Poll: Economy bigger problem for MLB

Updated: March 8, 2009, 10:05 PM ET

More than 80 percent of people who follow sports believe there is current use of human growth hormone in baseball, but those same fans perceive the economy as a much bigger problem for baseball than performance-enhancing drugs.

An ESPN/Seton Hall sports poll conducted in March showed that more than 25 percent of the respondents believe that 50 percent of major leaguers, or more, are currently using HGH. Nearly three times as many respondents believe steroids are more prevalent in Major League Baseball than in the National Football League.

The poll also asked fans if Barry Bonds, Alex Rodriguez and Roger Clemens should be elected to the Hall of Fame. For Bonds, 44.4 percent of fans who follow sports said yes and 44.2 percent said no. For Rodriguez, 44.3 percent said yes; 41 percent said no. For Clemens, 46.3 percent said yes; 36.9 percent said no. More than 70 percent of those respondents said a further apology from Rodriguez and Clemens wouldn't change their mind. More than 61 percent of the same respondents said a further apology from Bonds wouldn't change their mind.

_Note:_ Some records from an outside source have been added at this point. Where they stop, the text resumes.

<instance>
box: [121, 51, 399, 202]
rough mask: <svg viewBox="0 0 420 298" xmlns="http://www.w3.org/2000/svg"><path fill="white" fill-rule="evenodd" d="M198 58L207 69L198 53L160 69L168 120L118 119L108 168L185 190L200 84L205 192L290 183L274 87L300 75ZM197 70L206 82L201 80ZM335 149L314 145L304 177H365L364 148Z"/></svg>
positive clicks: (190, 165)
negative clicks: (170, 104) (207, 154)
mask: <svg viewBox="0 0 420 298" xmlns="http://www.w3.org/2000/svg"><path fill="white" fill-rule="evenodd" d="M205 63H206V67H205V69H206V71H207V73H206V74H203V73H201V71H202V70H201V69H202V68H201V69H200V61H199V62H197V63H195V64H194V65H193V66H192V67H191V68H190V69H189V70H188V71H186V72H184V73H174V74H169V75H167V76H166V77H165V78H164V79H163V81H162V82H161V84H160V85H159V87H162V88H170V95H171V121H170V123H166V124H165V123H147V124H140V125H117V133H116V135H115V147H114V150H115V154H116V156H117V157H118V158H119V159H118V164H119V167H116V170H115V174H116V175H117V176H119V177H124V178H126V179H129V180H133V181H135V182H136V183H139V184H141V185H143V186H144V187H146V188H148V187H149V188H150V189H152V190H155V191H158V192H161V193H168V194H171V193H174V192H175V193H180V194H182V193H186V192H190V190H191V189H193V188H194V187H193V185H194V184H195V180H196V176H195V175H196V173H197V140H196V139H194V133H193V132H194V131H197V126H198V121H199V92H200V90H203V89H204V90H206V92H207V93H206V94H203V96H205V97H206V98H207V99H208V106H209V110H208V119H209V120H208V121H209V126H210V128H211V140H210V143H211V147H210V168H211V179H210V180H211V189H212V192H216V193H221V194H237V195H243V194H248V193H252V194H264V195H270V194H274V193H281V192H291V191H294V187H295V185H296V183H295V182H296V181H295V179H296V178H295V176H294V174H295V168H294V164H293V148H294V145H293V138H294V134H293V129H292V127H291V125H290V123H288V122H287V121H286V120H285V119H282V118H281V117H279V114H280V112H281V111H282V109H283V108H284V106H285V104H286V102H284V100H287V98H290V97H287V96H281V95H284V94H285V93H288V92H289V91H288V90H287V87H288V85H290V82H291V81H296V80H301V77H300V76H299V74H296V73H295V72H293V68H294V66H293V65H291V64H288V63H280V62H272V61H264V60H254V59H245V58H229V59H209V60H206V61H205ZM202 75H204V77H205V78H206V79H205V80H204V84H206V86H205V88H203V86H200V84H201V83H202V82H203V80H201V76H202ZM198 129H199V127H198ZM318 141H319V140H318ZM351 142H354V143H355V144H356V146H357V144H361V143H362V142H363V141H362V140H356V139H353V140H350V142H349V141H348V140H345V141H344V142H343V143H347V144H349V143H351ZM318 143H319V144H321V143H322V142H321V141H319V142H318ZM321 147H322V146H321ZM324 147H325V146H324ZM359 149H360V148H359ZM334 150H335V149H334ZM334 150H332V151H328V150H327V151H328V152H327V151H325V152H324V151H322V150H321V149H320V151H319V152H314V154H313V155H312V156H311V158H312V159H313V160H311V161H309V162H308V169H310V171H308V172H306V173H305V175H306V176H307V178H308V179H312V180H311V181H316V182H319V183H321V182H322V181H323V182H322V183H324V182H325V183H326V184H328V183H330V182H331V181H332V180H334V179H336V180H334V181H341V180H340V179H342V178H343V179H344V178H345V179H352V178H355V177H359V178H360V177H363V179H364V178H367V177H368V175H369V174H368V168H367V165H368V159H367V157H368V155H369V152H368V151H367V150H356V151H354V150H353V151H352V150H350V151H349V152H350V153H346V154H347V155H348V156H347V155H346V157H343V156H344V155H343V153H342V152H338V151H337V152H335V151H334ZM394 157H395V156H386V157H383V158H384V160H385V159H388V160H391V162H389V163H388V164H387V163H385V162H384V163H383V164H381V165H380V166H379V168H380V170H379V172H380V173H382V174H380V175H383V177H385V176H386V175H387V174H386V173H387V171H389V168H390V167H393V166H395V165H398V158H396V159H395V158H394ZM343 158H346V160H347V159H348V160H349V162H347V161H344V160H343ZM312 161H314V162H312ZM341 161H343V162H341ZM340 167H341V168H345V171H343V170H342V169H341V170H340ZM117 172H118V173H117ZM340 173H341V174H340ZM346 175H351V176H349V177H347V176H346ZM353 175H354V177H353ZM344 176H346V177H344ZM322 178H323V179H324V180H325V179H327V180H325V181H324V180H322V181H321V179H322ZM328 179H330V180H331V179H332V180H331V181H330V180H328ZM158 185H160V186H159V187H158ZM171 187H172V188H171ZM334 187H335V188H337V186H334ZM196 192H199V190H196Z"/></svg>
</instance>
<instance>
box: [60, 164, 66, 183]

When asked their favorite aspect of baseball, nearly 30 percent of respondents who follow sports said home run hitting. If home run numbers decline, 79.9 percent of respondents said their interest in baseball would remain the same.

More than 75 percent said that performance-enhancing drugs shouldn't be allowed in sports; 20.9 percent said they should.

The survey showed that 75 percent of people who follow sports expect to attend the same number of baseball games they did last year. But of those who say they'll attend fewer, 77.6 percent of blame the economy, while 7.2 percent say it's because of performance-enhancing drugs.

More than 40 percent of respondents said that players making too much money is the biggest issue with the game. Only 22.5 percent said steroids -- only one percent more than said it costs too much money.